Clinton showed the way, that Democrats who seek to represent Middle Class Americans are the ones who get a chance to help lesser Americans.
We didn’t invent the DLC merely for the hell of it. You have to plow that middle ground to win.
I therefore agree with Green Democrat’s assessment about the chance for new alliances. Assuming a Kerry victory, the Republican party implodes. While success has a thousand fathers, failure is a bastard, and everyone will be looking for THAT baby’s daddy.
Meanwhile, the Repubs who are annoyed at the rightwing freakazoids will clamor to Arnold, McCain, and Rudy to retake the party for 08.

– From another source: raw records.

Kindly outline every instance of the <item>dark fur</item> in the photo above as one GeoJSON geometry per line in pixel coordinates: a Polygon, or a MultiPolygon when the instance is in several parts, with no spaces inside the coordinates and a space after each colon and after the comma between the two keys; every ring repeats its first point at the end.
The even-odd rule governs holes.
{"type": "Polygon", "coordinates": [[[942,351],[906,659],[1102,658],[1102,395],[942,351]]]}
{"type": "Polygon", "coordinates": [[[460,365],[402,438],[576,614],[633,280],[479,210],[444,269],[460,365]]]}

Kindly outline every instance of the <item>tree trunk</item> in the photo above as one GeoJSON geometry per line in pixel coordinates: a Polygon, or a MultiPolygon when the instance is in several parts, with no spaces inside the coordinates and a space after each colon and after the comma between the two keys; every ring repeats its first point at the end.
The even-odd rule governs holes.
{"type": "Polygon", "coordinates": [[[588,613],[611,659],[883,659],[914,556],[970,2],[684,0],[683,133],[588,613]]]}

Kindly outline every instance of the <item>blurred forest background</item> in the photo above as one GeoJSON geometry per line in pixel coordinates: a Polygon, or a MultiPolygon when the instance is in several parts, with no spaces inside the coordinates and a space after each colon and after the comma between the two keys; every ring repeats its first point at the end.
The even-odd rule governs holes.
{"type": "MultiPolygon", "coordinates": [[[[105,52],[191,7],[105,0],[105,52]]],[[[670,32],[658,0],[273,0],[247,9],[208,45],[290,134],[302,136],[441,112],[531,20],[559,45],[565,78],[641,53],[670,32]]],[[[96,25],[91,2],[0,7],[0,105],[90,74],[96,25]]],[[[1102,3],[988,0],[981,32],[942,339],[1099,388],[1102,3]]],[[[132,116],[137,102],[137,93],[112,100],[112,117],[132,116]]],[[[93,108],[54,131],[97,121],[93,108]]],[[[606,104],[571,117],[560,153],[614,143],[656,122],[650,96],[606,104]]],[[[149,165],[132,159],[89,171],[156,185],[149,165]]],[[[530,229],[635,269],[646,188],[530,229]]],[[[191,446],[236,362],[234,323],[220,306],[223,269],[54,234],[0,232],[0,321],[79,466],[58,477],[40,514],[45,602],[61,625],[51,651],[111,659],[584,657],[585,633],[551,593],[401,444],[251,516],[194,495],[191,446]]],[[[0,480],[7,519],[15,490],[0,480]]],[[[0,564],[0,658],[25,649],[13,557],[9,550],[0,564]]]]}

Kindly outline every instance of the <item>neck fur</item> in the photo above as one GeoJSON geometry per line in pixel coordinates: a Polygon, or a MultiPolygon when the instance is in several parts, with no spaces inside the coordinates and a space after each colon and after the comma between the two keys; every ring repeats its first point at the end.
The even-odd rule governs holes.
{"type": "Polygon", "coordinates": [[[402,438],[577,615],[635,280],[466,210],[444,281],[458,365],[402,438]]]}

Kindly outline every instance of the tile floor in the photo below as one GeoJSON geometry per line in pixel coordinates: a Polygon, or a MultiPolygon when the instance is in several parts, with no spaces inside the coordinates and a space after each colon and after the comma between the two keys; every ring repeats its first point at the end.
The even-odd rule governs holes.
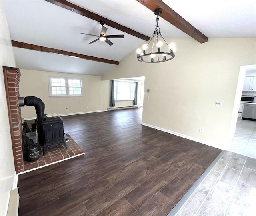
{"type": "Polygon", "coordinates": [[[238,119],[234,138],[226,150],[256,159],[256,122],[238,119]]]}
{"type": "Polygon", "coordinates": [[[256,160],[226,151],[175,215],[256,215],[256,160]]]}

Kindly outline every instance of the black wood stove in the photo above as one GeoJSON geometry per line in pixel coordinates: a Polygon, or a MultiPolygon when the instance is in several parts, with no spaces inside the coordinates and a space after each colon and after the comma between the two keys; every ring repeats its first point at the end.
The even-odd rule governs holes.
{"type": "Polygon", "coordinates": [[[20,106],[35,107],[37,118],[37,135],[39,145],[44,147],[43,155],[48,146],[62,143],[67,149],[64,138],[63,120],[60,116],[48,117],[44,114],[44,104],[36,97],[19,98],[20,106]]]}
{"type": "Polygon", "coordinates": [[[62,143],[67,149],[64,138],[63,120],[60,116],[43,118],[38,120],[37,134],[39,145],[44,147],[43,155],[48,146],[62,143]]]}

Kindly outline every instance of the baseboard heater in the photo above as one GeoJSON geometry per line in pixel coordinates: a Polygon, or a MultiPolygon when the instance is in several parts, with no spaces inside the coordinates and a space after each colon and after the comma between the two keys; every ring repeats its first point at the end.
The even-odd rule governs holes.
{"type": "Polygon", "coordinates": [[[126,110],[126,109],[134,109],[138,108],[138,105],[130,106],[119,106],[118,107],[110,107],[108,108],[108,111],[118,110],[126,110]]]}

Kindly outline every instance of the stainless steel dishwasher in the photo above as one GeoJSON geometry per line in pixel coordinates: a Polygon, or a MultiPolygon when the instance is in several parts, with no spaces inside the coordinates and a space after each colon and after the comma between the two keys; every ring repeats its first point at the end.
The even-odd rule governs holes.
{"type": "Polygon", "coordinates": [[[256,104],[244,104],[242,119],[256,121],[256,104]]]}

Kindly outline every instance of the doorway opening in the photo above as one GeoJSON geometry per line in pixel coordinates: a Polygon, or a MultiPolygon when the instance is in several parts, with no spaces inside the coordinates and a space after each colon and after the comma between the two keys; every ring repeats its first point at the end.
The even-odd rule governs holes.
{"type": "MultiPolygon", "coordinates": [[[[256,65],[240,68],[230,126],[232,140],[227,147],[229,151],[256,158],[256,122],[251,120],[256,113],[250,120],[244,120],[244,108],[248,105],[241,102],[242,96],[256,97],[256,65]]],[[[256,106],[256,103],[251,103],[250,106],[256,106]]]]}

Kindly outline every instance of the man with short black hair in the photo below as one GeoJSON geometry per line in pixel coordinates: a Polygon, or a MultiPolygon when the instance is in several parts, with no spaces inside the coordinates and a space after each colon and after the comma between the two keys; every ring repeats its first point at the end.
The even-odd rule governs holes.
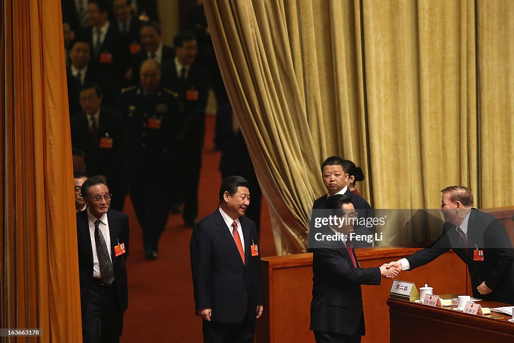
{"type": "Polygon", "coordinates": [[[82,184],[87,179],[87,176],[84,173],[80,172],[74,173],[73,185],[74,190],[75,192],[75,212],[80,212],[86,209],[87,206],[84,201],[82,194],[80,192],[82,184]]]}
{"type": "MultiPolygon", "coordinates": [[[[349,175],[346,171],[343,169],[344,160],[340,157],[332,156],[323,161],[321,165],[321,177],[323,184],[326,188],[327,193],[320,196],[313,204],[313,209],[322,209],[325,207],[327,199],[335,194],[344,194],[352,200],[352,203],[355,209],[362,218],[369,215],[368,210],[371,208],[370,204],[362,196],[352,193],[346,187],[346,181],[349,175]]],[[[370,234],[372,230],[365,226],[355,228],[356,234],[370,234]]],[[[310,236],[309,241],[312,241],[310,236]]],[[[366,241],[356,242],[354,245],[356,248],[371,246],[371,243],[366,241]]]]}
{"type": "Polygon", "coordinates": [[[142,63],[151,58],[162,65],[173,60],[175,52],[171,47],[162,43],[160,27],[155,22],[143,23],[139,28],[140,39],[142,49],[134,56],[131,76],[133,82],[140,81],[139,73],[142,63]]]}
{"type": "Polygon", "coordinates": [[[514,303],[514,249],[498,219],[473,207],[473,195],[463,186],[441,190],[445,223],[429,246],[389,265],[412,270],[452,249],[468,266],[475,298],[514,303]]]}
{"type": "Polygon", "coordinates": [[[313,249],[313,300],[310,330],[317,343],[357,343],[365,334],[361,285],[380,284],[381,276],[394,278],[394,268],[361,268],[351,238],[357,219],[352,199],[334,194],[326,201],[325,218],[334,216],[340,225],[317,229],[318,244],[313,249]],[[323,241],[323,237],[339,240],[323,241]]]}
{"type": "Polygon", "coordinates": [[[167,186],[178,126],[178,95],[160,85],[160,67],[155,60],[143,62],[140,76],[139,85],[122,91],[120,102],[131,200],[143,230],[145,258],[155,260],[168,219],[167,186]]]}
{"type": "Polygon", "coordinates": [[[192,33],[177,34],[173,40],[173,47],[175,60],[163,64],[162,82],[178,94],[179,115],[183,120],[173,157],[173,183],[169,191],[173,195],[175,205],[183,203],[185,224],[192,227],[198,216],[198,187],[210,83],[207,70],[194,63],[198,49],[192,33]],[[187,169],[181,167],[185,164],[187,169]]]}
{"type": "Polygon", "coordinates": [[[259,237],[245,213],[249,183],[232,176],[219,189],[219,207],[195,226],[191,272],[196,314],[205,342],[253,343],[255,322],[262,315],[259,237]]]}
{"type": "Polygon", "coordinates": [[[128,303],[128,216],[109,209],[112,194],[100,177],[86,180],[81,193],[87,206],[77,213],[83,342],[118,342],[128,303]]]}

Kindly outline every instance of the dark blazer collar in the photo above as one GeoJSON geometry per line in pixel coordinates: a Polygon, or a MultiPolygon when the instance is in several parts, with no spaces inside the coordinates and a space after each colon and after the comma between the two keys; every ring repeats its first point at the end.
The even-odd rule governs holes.
{"type": "MultiPolygon", "coordinates": [[[[240,218],[240,223],[241,223],[241,218],[240,218]]],[[[235,242],[234,241],[234,238],[230,234],[230,230],[229,230],[228,227],[227,226],[227,223],[225,223],[225,220],[223,219],[223,217],[222,216],[222,214],[219,212],[219,209],[216,209],[216,212],[214,212],[214,220],[216,223],[216,225],[218,226],[218,231],[219,233],[223,237],[223,239],[228,244],[229,246],[231,248],[232,252],[233,252],[234,255],[235,255],[241,261],[241,264],[243,264],[243,261],[241,260],[241,257],[239,254],[239,250],[237,249],[237,246],[235,245],[235,242]]],[[[248,244],[248,240],[249,238],[247,238],[248,237],[248,228],[245,228],[245,225],[241,223],[241,229],[243,230],[243,237],[245,240],[245,261],[248,261],[248,252],[249,249],[248,247],[249,245],[248,244]]]]}

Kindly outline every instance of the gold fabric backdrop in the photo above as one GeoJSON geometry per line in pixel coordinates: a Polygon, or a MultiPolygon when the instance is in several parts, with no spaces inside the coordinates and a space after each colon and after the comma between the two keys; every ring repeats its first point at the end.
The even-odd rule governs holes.
{"type": "Polygon", "coordinates": [[[79,342],[61,3],[12,0],[1,9],[0,327],[41,330],[9,342],[79,342]]]}
{"type": "Polygon", "coordinates": [[[376,208],[437,208],[454,184],[514,204],[514,2],[205,4],[279,255],[304,250],[331,155],[376,208]]]}

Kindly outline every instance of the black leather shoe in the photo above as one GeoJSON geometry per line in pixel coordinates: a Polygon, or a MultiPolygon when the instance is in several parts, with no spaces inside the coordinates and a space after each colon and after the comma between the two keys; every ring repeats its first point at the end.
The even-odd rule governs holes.
{"type": "Polygon", "coordinates": [[[172,213],[181,213],[183,211],[183,208],[182,207],[182,204],[180,203],[173,204],[171,205],[171,208],[170,209],[170,212],[172,213]]]}
{"type": "Polygon", "coordinates": [[[144,250],[144,258],[146,260],[157,260],[157,252],[153,249],[147,249],[144,250]]]}
{"type": "Polygon", "coordinates": [[[184,220],[184,225],[188,227],[194,227],[194,226],[196,225],[197,223],[198,223],[198,221],[196,220],[196,218],[184,220]]]}

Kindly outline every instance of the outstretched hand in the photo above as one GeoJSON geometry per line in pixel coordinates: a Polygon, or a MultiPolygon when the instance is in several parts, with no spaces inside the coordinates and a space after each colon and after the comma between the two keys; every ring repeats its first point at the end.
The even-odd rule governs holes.
{"type": "Polygon", "coordinates": [[[399,270],[394,266],[388,266],[387,263],[384,263],[380,266],[380,274],[382,277],[388,279],[394,279],[397,275],[400,274],[399,270]]]}

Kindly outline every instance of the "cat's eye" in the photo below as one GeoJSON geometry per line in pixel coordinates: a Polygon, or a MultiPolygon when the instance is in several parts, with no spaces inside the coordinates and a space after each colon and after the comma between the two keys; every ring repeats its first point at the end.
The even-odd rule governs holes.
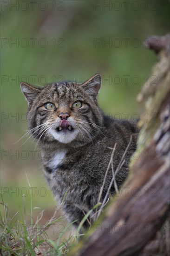
{"type": "Polygon", "coordinates": [[[44,106],[47,110],[54,110],[56,108],[54,103],[52,102],[47,102],[45,104],[44,106]]]}
{"type": "Polygon", "coordinates": [[[75,109],[78,109],[80,108],[82,106],[82,103],[81,101],[76,101],[74,104],[72,104],[72,108],[75,109]]]}

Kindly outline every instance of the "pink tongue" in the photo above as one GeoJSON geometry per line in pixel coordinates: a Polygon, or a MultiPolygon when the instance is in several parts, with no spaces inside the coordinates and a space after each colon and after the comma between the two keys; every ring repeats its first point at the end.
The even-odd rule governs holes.
{"type": "Polygon", "coordinates": [[[60,126],[62,128],[68,128],[70,125],[70,123],[67,120],[62,120],[60,124],[60,126]]]}

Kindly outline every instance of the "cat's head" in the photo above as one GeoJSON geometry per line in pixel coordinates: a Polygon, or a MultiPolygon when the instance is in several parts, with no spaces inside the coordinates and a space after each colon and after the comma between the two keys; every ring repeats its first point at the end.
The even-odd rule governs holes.
{"type": "Polygon", "coordinates": [[[41,141],[82,144],[100,132],[103,116],[97,96],[101,76],[86,82],[65,81],[35,87],[21,82],[28,103],[28,123],[41,141]]]}

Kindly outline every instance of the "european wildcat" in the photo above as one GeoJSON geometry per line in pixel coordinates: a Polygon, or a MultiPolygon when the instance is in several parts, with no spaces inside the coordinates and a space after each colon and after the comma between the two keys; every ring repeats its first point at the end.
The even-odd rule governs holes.
{"type": "MultiPolygon", "coordinates": [[[[21,84],[28,102],[29,128],[44,152],[45,175],[56,199],[61,202],[65,196],[64,211],[70,221],[78,220],[77,224],[98,202],[112,152],[108,147],[117,143],[115,170],[133,135],[125,162],[116,176],[118,187],[136,148],[135,123],[111,120],[98,106],[101,83],[101,75],[96,74],[83,83],[65,81],[41,88],[21,84]]],[[[110,169],[100,201],[112,178],[110,169]]],[[[111,193],[114,192],[113,185],[111,193]]]]}

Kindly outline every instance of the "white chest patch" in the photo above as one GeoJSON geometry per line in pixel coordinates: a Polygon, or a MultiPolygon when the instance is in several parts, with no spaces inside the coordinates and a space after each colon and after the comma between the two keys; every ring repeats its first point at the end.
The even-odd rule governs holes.
{"type": "Polygon", "coordinates": [[[51,159],[50,167],[51,168],[56,168],[64,160],[66,152],[66,150],[61,150],[54,154],[51,159]]]}

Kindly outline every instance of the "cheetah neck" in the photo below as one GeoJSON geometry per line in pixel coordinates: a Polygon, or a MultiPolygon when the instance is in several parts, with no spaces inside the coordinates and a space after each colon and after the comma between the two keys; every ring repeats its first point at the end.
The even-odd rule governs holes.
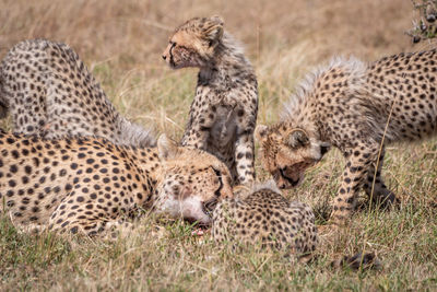
{"type": "Polygon", "coordinates": [[[243,48],[229,34],[224,34],[215,51],[214,59],[200,68],[198,85],[228,87],[244,80],[256,80],[253,68],[243,48]]]}
{"type": "Polygon", "coordinates": [[[164,179],[164,167],[158,157],[158,150],[134,147],[125,147],[125,150],[127,163],[138,170],[140,180],[144,185],[145,194],[138,203],[146,209],[152,208],[157,199],[158,186],[164,179]]]}

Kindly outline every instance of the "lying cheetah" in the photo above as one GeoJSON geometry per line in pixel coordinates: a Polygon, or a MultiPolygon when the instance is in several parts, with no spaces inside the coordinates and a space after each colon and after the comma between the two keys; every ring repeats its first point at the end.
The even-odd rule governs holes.
{"type": "MultiPolygon", "coordinates": [[[[315,215],[307,205],[288,201],[274,183],[234,195],[220,201],[213,211],[215,242],[279,249],[295,255],[303,262],[314,258],[319,240],[315,215]]],[[[341,256],[332,265],[357,269],[379,268],[380,262],[374,254],[356,254],[341,256]]]]}
{"type": "Polygon", "coordinates": [[[15,45],[0,66],[0,117],[13,130],[54,139],[96,136],[117,144],[153,147],[150,129],[122,117],[69,46],[45,39],[15,45]]]}
{"type": "Polygon", "coordinates": [[[212,222],[212,236],[217,242],[261,243],[271,248],[291,248],[297,255],[312,253],[318,242],[311,209],[290,202],[268,185],[222,200],[212,222]]]}
{"type": "Polygon", "coordinates": [[[330,147],[346,159],[331,219],[342,224],[357,192],[382,203],[395,196],[380,176],[385,145],[437,132],[437,50],[400,54],[370,65],[334,59],[310,74],[285,105],[282,121],[257,128],[261,160],[280,188],[297,186],[330,147]]]}
{"type": "Polygon", "coordinates": [[[229,167],[234,185],[250,185],[258,85],[240,46],[220,17],[196,17],[176,28],[163,58],[173,69],[200,68],[182,145],[216,155],[229,167]]]}
{"type": "Polygon", "coordinates": [[[228,196],[224,163],[165,136],[156,149],[0,132],[0,213],[17,225],[106,236],[141,208],[209,224],[228,196]]]}

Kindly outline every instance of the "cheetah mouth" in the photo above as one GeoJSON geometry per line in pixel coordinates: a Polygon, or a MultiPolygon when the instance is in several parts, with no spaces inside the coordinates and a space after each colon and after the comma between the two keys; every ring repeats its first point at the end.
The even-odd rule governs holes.
{"type": "Polygon", "coordinates": [[[198,227],[198,229],[202,229],[202,230],[208,230],[211,227],[211,223],[201,222],[194,218],[184,218],[184,221],[188,222],[193,227],[198,227]]]}
{"type": "MultiPolygon", "coordinates": [[[[280,168],[281,176],[292,186],[296,187],[300,183],[300,177],[297,179],[293,179],[288,176],[285,175],[285,172],[283,168],[280,168]]],[[[284,187],[285,188],[285,187],[284,187]]]]}

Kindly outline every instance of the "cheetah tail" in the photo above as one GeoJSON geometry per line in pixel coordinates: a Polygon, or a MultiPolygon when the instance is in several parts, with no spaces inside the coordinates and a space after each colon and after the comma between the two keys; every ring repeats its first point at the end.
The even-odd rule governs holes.
{"type": "Polygon", "coordinates": [[[374,253],[357,253],[353,256],[340,256],[331,262],[331,266],[334,268],[349,267],[354,270],[379,270],[381,262],[374,253]]]}
{"type": "Polygon", "coordinates": [[[4,101],[5,92],[3,87],[3,72],[0,68],[0,119],[8,116],[8,103],[4,101]]]}

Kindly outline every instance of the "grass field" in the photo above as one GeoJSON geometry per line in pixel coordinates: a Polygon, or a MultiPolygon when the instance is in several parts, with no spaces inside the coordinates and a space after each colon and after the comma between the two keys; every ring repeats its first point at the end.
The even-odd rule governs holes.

Need to drill down in the New Hampshire poll. Undecided voters are breaking for Bush by a ratio of 5 to 1. Is the undecided vote breaking to Bush in any other state?
Kerry’s strength in libertarian-leaning New Hampshire suggests (not surprisingly) that more fiscally conservative and culturally laissez faire Republicans may be trending Dem. This shouldn’t be surprising to anyone who has been paying attention, of course. This is not your father’s Republican Party anymore. The GOP of limited government, individual liberty, and personal resposnibility is finished, replaced by a big government, fiscally irresponsible Christian conservatism at home and a belligerent and messianic interventionism abroad.
I suspect that collaboration between Democrats and moderate libertarians could prove enduring, but I worry that the so-called war on terror combined with the GOP’s new love of populism could put white working class voters solidly in their column for a generation, and draw in enough Hispanics with such an agenda to make it a lock. Although, with Kerry doing so well among independents (and apparently now new voters) that might just be paranoia…
Is this the same SurveyUSA that has a 22 point lead for Bush in Tennessee? I’m not sure I trust that outfit. I think Rasmussen’s Florida Bush trend makes more sense–steadily dropping from a high of a little over fifty and flatlining at 47 or so. (Or about where he was six weeks ago.)